Towards Sparse Modeling of Multi-Object Interactions in Video
In this dissertation, we develop intelligent methodologies for the modeling and recognition of activities in continuous videos. Videos usually consist of activities involving interactions between multiple actors. Recognition of such activities requires modeling the spatio-temporal relationships between the actors and their individual variabilities. We propose the generalized framework of ``String-of-Feature-Graph" that implicitly quantifies the spatial and temporal relationships between interacting objects through modeling spatio-temporal relationships between local motion features. Furthermore, activities related in space and time rarely occur independently and can serve as the context for each other. Thus, rather than modeling only feature-level context, we also implicitly or explicitly model the contextual relationships between activities. Specifically, we utilize probabilistic graphical models, in a max-margin framework, to jointly model and recognize related activities in space and time using motion and various context features within and between actions and activities. We call these models as context-aware graphical models.

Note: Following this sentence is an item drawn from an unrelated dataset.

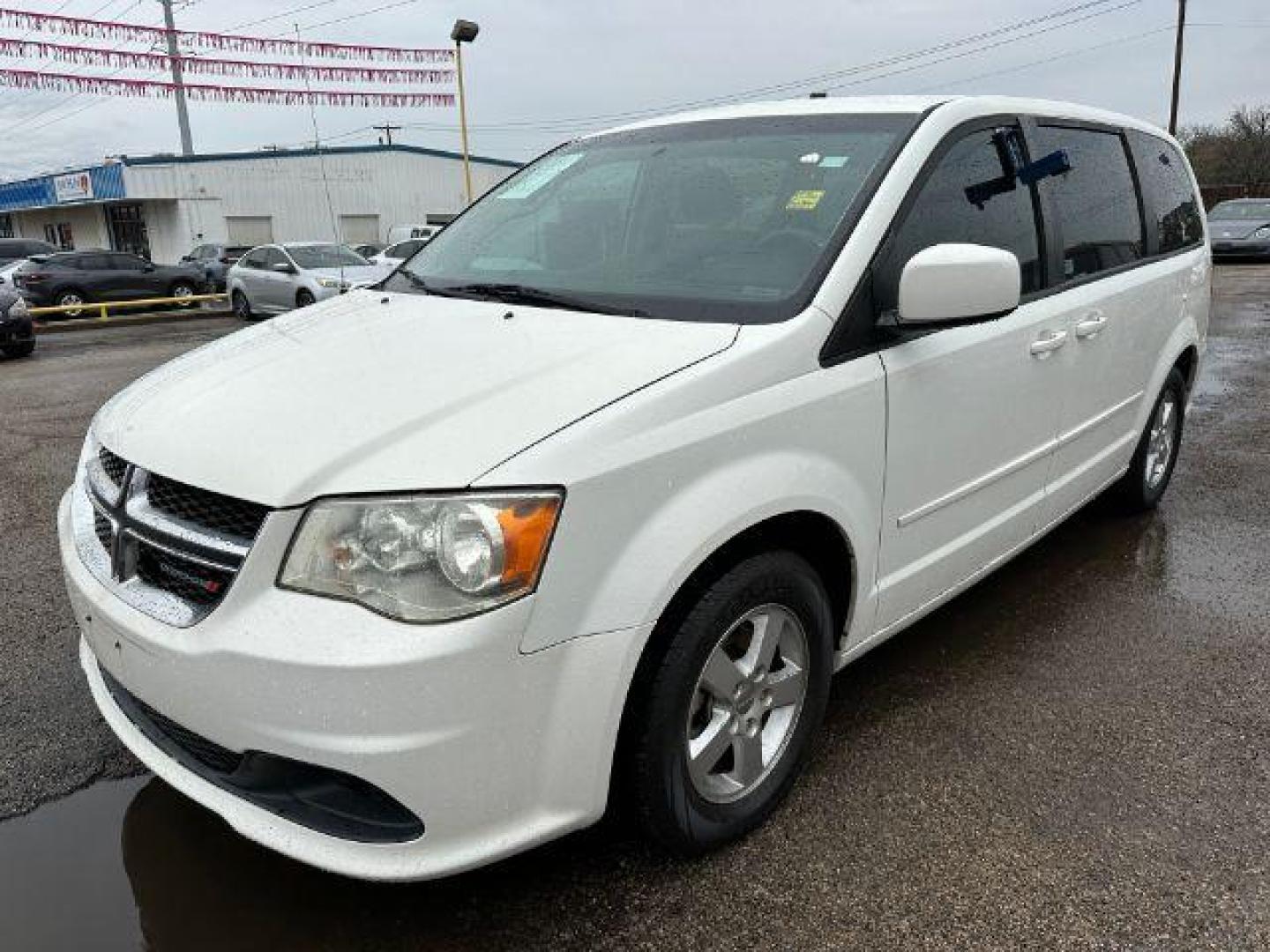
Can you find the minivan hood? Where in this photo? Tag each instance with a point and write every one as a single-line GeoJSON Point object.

When such models are discriminatively trained, redundant features that are highly correlated with each other are usually used. Sparse features are likely to be preferred in such situations because: 1) when model features are sparse, it would be more efficient and effective to estimate the parameters; 2) intrinsic and contextual attributes as well as association rules of inter-dependent objects are usually sparse. Thus, we develop a sparse modeling framework, building upon the proposed context-aware graphical models and group $l1$-regularization, to enhance the efficiency and accuracy for activity recognition. The proposed framework is general enough to work for the recognition of any type of inter-dependent visual objects, such as visual activities and image objects.

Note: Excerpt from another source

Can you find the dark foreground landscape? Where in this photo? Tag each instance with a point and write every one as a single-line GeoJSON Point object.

In real activity recognition applications, not all types of activities are known to us or exist in the training examples. Approaches that aim to detect the abnormal activities which are different from the known or training activities in certain aspect are in need. As an extension of the proposed context-aware models for activity recognition, we further work on the detection of anomalous activities. We define three types of anomalous activities with abnormal motion and/or context behaviors. With the learned context-aware graphical model from normal activities, we utilize statistical inference methods for the detection of anomalous activities whose motion and context patterns deviate from the learned patterns. Our studies advance computer vision and pattern recognition through demonstrated benefits of using the proposed approaches over the state-of-the-art works.